CDU/CSU will Blockchain-Entwicklung durch Gesetzesänderungen unterstützen

Die CDU/CSU-Bundestagsfraktion hat im Anschluss an ein Fachgespräch mit Experten zum Thema Blockchain in einem am 5. April veröffentlichten Artikel Gesetzesänderungen in Aussicht gestellt.

Thomas Heilmann, Berichterstatter für Blockchain in der Arbeitsgruppe Digitale Agenda der CDU/CSU-Bundestagsfraktion, fasste die Ergebnisse des Gesprächs mit den Worten zusammen, dass das Bürgerliche Gesetzbuch “digitalisiert” werden müsse.
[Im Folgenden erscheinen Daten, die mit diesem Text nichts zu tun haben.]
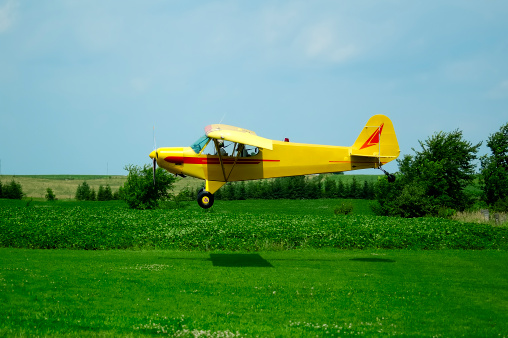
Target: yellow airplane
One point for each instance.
(228, 154)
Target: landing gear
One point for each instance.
(390, 177)
(205, 199)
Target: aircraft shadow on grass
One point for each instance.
(373, 260)
(255, 260)
(239, 260)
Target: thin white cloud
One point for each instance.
(322, 42)
(7, 14)
(500, 91)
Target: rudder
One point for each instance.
(377, 139)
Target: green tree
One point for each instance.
(494, 168)
(436, 175)
(104, 193)
(13, 190)
(341, 189)
(330, 187)
(50, 195)
(83, 192)
(140, 192)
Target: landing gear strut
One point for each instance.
(205, 199)
(391, 177)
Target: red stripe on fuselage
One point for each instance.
(213, 160)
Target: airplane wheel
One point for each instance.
(205, 199)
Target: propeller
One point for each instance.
(155, 158)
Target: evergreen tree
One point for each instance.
(494, 168)
(92, 196)
(330, 187)
(83, 192)
(341, 189)
(140, 192)
(50, 196)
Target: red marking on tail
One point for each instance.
(374, 138)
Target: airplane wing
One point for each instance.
(239, 135)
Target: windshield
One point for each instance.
(199, 144)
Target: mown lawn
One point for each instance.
(246, 268)
(298, 293)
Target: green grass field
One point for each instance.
(253, 268)
(64, 186)
(299, 293)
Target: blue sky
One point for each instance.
(82, 83)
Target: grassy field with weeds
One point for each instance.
(65, 186)
(297, 293)
(253, 268)
(240, 225)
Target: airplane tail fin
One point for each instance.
(378, 140)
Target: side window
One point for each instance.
(249, 151)
(209, 149)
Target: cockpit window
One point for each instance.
(199, 144)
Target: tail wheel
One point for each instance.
(205, 199)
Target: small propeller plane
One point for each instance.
(228, 154)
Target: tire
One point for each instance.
(205, 199)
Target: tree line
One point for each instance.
(441, 177)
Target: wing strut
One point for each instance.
(220, 159)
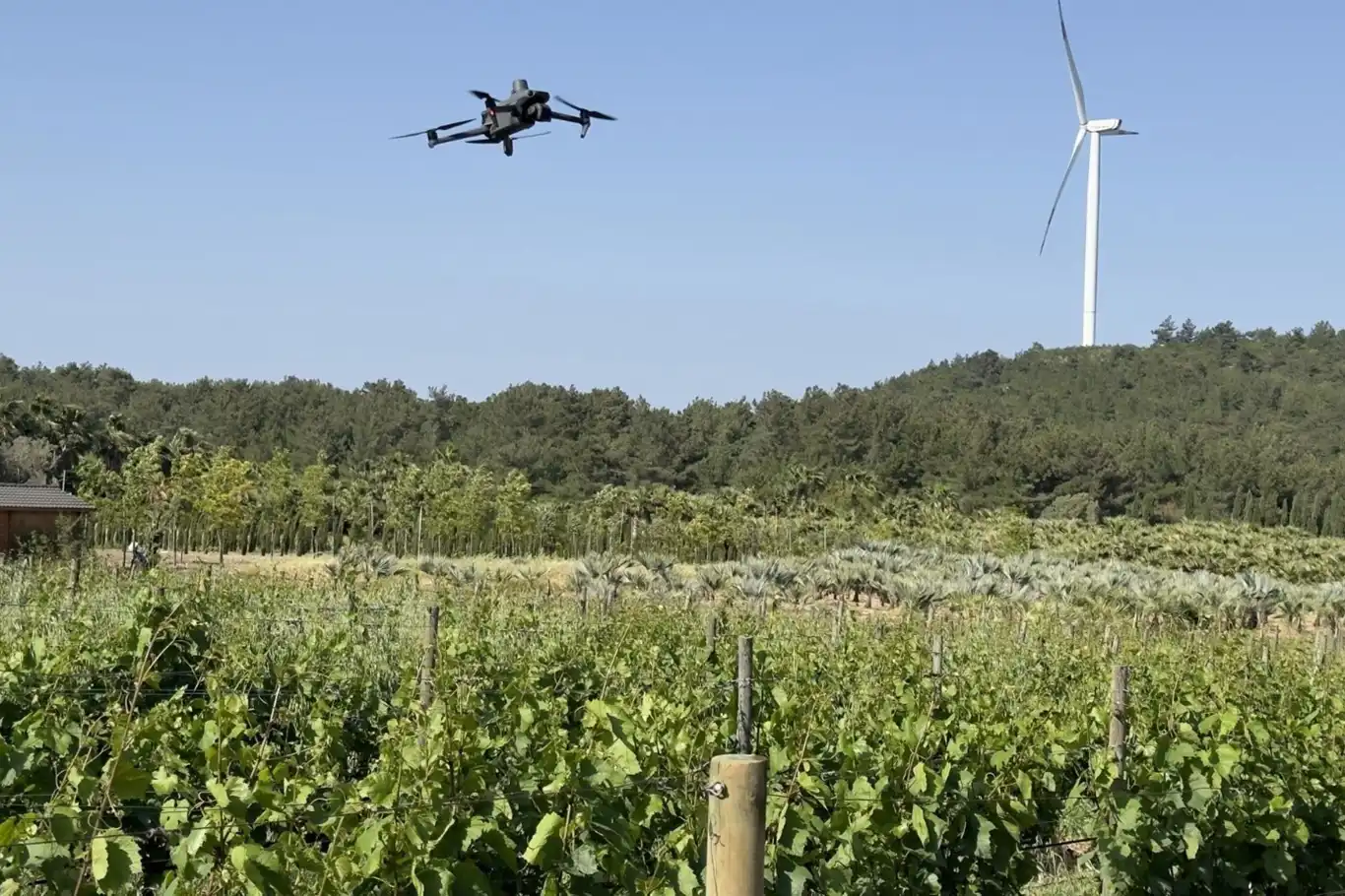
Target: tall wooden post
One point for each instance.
(745, 694)
(1117, 736)
(735, 847)
(937, 668)
(429, 662)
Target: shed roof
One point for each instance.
(40, 498)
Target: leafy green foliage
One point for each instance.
(267, 738)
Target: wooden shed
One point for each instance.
(29, 510)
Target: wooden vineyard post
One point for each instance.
(937, 668)
(74, 576)
(735, 844)
(1117, 736)
(745, 694)
(429, 662)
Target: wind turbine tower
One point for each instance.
(1095, 129)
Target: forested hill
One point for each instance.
(1209, 422)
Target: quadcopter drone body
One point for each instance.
(504, 120)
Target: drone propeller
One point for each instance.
(421, 133)
(585, 114)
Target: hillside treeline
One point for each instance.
(1208, 422)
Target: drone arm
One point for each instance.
(464, 135)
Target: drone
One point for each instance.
(503, 120)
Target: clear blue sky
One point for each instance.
(795, 194)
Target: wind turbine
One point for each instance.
(1095, 129)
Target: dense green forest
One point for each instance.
(1208, 422)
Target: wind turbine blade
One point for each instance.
(1073, 69)
(1073, 157)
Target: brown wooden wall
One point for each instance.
(17, 525)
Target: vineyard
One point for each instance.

So sei etwa die Schaffung einer sogenannten “Digitalen Gesellschaft mit beschränkter Haftung” denkbar, welche festlegen könne, “welche Rechtsfolgen sich aus dem Besitz eines digitalen Wertpapieres ergäben.”

Probleme sehe die CDU/CSU-Fraktion in Zusammenhang mit der Blockchain-Technologie unter anderem beim Thema Datenschutz. So sehe die Datenschutzgrundverordnung (DSGVO) etwa einen konkreten Verantwortlichen für die Verarbeitung von Daten vor, den es jedoch bei einer dezentralen Ablage nicht geben könne.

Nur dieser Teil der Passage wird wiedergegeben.